Why don't I have a deep story? Why doesn't Hochschild?
Which brings me to the other point: this research approach, which makes such a big point of its respect for the subjects and their feelings, is actually deeply contemptuous of them. While Hochschild and her Berkeley friends have agency, and listening ability, and a range of different kinds of intelligence, academic and emotional, to work with, the white southerners are helpless and one-dimensional objects of pity. You can't ask them to take any responsibility for their beliefs, which they automatically imbibe with their mother's milk, off the radio—all you can do is show them your "empathy"—if you were brought up under the same idiotic limitations you might be afraid of feminazis too. It's a kind of colonialist view of simple-minded natives who can't be expected to think for themselves the way people from advanced societies do.
This is partly a consequence of the history of sociology in the United States, where it was rigorously separated from anthropology, sort of the way Pope Alexander VI separated the spheres of Spanish and Portuguese influence in the New World, in exclusive territorial zones, sociologists studying a generalized "us" and anthropologists a generalized "them". Sociology became a largely quantitative subject, concerned with collecting data about mostly white, mostly English-speaking people, about whom there wasn't a lot of mystery, while anthropologists charged out to Africa and South America and the Pacific and other exotic locations where everything was mysterious. They were literally following the paths of imperialism, in fact, and they eventually had to confront the ethical problems of imperialism, which are precisely of this type: the denial to the Other of her or his full humanity, the objectification of the research subject.
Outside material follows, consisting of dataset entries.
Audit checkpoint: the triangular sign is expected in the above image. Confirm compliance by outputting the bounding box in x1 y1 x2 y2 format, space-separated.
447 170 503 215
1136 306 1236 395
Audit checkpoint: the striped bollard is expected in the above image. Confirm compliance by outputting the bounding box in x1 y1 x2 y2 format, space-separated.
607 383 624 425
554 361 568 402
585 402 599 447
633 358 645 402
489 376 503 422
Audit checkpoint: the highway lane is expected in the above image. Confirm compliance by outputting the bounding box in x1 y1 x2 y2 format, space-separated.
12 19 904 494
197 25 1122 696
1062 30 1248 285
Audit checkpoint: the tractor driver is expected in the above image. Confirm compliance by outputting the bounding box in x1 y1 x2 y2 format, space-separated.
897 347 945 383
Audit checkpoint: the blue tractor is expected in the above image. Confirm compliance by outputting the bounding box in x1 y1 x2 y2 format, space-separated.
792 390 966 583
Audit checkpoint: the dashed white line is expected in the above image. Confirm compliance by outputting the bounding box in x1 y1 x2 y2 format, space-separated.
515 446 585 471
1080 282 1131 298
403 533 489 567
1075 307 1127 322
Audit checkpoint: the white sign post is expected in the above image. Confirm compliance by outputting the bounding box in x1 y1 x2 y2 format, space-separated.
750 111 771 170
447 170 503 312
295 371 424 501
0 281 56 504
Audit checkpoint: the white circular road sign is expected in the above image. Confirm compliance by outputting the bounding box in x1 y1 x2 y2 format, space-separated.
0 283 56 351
It was necessary to find ways of bringing a critical approach to the work (something which could be found in Europe, where the anthropology-sociology division hardly existed), for the researcher to be continually questioning her- or himself and the interviewer-subject relationship.
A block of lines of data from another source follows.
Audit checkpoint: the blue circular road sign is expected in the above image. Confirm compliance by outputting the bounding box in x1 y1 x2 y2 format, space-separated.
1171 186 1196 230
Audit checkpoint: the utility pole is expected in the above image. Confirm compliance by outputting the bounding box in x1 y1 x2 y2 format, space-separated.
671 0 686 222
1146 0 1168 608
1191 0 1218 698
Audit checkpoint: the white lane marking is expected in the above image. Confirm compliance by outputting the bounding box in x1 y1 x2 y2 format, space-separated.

Sociology in the US was far behind in this evolution, and Hochschild herself (b.1940) was a pioneer in bringing sociology to a recognition of the humanity of the subject, in her work on the sociology of the emotions, but in this ethnographic work in Louisiana she's making all the worst mistakes of imperial anthropologists in the years before World War II, objectifying the natives and treating herself as transcendently wise and unquestionable. It's just awful, and it's deeply counterproductive. You're not giving people their full humanity if you think they're not smart enough to be wrong and occasionally recognize it.